Statuant au contentieux

N° 464123⚖️


Séance du 16 février 2023

Lecture du 10 mars 2023

REPUBLIQUE FRANÇAISE

AU NOM DU PEUPLE FRANÇAIS

Le Conseil d'Etat statuant au contentieux

(Section du contentieux, 9ème chambre jugeant seule)


Vu la procédure suivante :

La société Butterfield et Robinson France a demandé au tribunal administratif de Dijon de prononcer la décharge, en droits et pénalités, des rappels de taxe sur les véhicules de société qui lui ont été réclamés au titre de la période du 1er octobre 2013 au 30 septembre 2016. Par un jugement n° 1802776 du 7 juin 2019, le tribunal administratif de Dijon a fait droit à sa demande.

Par un arrêt n° 19LY03772 du 17 mars 2022, la cour administrative d'appel de Lyon⚖️, sur appel du ministre de l'action et des comptes publics, a annulé ce jugement puis rejeté les conclusions à fin de décharge présentées par la société.

Par un pourvoi sommaire et un mémoire complémentaire, enregistrés les 17 mai et 4 août 2022 au secrétariat du contentieux du Conseil d'Etat, la société

Butterfield et Robinson France demande au Conseil d'Etat :

1°) d'annuler cet arrêt ;

2°) réglant l'affaire au fond, de rejeter l'appel du ministre ;

3°) de mettre à la charge de l'Etat la somme de 5 000 euros au titre de l'article L. 761-1 du code de justice administrative🏛.

Vu les autres pièces du dossier ;

Vu :

- le code général des impôts et le livre des procédures fiscales🏛 ;

- le code de justice administrative ;

Après avoir entendu en séance publique :

- le rapport de Mme Cécile Nissen, maître des requêtes,

- les conclusions de Mme Céline Guibé, rapporteure publique ;

La parole ayant été donnée, après les conclusions, à la SCP Nicolaÿ, de Lanouvelle, avocat de la société Butterfield et Robinson France ;

Considérant ce qui suit :

1. Il ressort des pièces du dossier soumis aux juges du fond qu'à l'issue d'une vérification de comptabilité de la société Butterfield et Robinson France, filiale de la société canadienne Butterfield et Robinson Inc. qui conçoit et commercialise des circuits touristiques en France auprès d'une clientèle anglophone, l'administration fiscale a notifié à la société française des rappels de taxe sur les véhicules de société au titre de la période du 1er octobre 2013 au 30 septembre 2016. Par un jugement du 7 juin 2019, le tribunal administratif de Dijon a prononcé la décharge de ces impositions.
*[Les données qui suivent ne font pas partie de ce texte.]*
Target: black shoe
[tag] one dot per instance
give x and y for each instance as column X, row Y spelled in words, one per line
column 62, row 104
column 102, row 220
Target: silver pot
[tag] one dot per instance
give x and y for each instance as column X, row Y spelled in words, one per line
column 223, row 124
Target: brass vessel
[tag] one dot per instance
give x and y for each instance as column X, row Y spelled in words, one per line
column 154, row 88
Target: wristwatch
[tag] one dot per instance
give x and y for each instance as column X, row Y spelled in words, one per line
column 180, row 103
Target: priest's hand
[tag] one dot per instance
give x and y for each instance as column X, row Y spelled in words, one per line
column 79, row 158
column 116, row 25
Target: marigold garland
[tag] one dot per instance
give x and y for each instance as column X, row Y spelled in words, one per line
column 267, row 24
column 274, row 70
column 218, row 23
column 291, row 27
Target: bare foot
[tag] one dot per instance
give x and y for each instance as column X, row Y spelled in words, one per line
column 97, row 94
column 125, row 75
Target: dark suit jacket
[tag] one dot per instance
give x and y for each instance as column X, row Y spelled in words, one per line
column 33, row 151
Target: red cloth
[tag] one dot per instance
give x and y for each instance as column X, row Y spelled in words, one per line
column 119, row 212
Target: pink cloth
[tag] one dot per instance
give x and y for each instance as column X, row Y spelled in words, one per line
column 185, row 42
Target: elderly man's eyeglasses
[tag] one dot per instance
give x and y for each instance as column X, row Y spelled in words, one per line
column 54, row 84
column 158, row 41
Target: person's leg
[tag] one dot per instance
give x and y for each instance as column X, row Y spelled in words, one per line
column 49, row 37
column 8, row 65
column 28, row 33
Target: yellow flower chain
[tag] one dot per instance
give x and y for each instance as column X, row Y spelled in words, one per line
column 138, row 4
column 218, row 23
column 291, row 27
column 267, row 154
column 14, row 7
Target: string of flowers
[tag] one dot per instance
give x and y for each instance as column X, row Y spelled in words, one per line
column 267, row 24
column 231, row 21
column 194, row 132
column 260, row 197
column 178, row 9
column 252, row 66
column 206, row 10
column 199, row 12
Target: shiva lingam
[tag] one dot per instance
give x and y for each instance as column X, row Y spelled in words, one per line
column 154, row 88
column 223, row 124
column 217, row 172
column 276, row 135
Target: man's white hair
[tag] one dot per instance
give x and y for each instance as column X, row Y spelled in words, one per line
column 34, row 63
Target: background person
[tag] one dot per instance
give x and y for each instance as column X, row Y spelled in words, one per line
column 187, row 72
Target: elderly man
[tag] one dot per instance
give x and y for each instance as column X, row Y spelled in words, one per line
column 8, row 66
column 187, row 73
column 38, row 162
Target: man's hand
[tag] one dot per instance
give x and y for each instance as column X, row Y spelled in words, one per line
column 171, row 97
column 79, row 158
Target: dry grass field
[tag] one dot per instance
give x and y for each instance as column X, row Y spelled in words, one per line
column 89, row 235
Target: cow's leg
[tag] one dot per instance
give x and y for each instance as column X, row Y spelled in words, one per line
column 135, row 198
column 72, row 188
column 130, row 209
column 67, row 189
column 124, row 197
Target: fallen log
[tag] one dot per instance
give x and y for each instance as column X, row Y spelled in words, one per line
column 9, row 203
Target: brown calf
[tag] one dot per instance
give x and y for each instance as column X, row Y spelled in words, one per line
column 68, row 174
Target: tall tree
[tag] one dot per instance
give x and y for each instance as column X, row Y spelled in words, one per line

La société Butterfield et Robinson France se pourvoit en cassation contre l'arrêt du 17 mars 2022 par lequel la cour administrative d'appel de Lyon a annulé ce jugement et rétabli les rappels de taxe litigieux.

2. Aux termes de l'article 1010 du code général des impôts🏛, dans sa rédaction applicable au litige : " I. - Les sociétés sont soumises à une taxe annuelle à raison des véhicules de tourisme qu'elles utilisent en France, quel que soit l'Etat dans lequel ils sont immatriculés, ou qu'elles possèdent et qui sont immatriculés en France. () / II. () / Lorsqu'elle est exigible en raison des véhicules pris en location, la taxe est à la charge de la société locataire. () ". Il résulte de ces dispositions que, sauf pour ce qui concerne la taxe exigible en raison de véhicules pris en location qui n'est due que par la seule société locataire, l'administration est tenue d'assujettir à la taxe tous les redevables qui remplissent l'un des critères alternatifs d'assujettissement ainsi définis.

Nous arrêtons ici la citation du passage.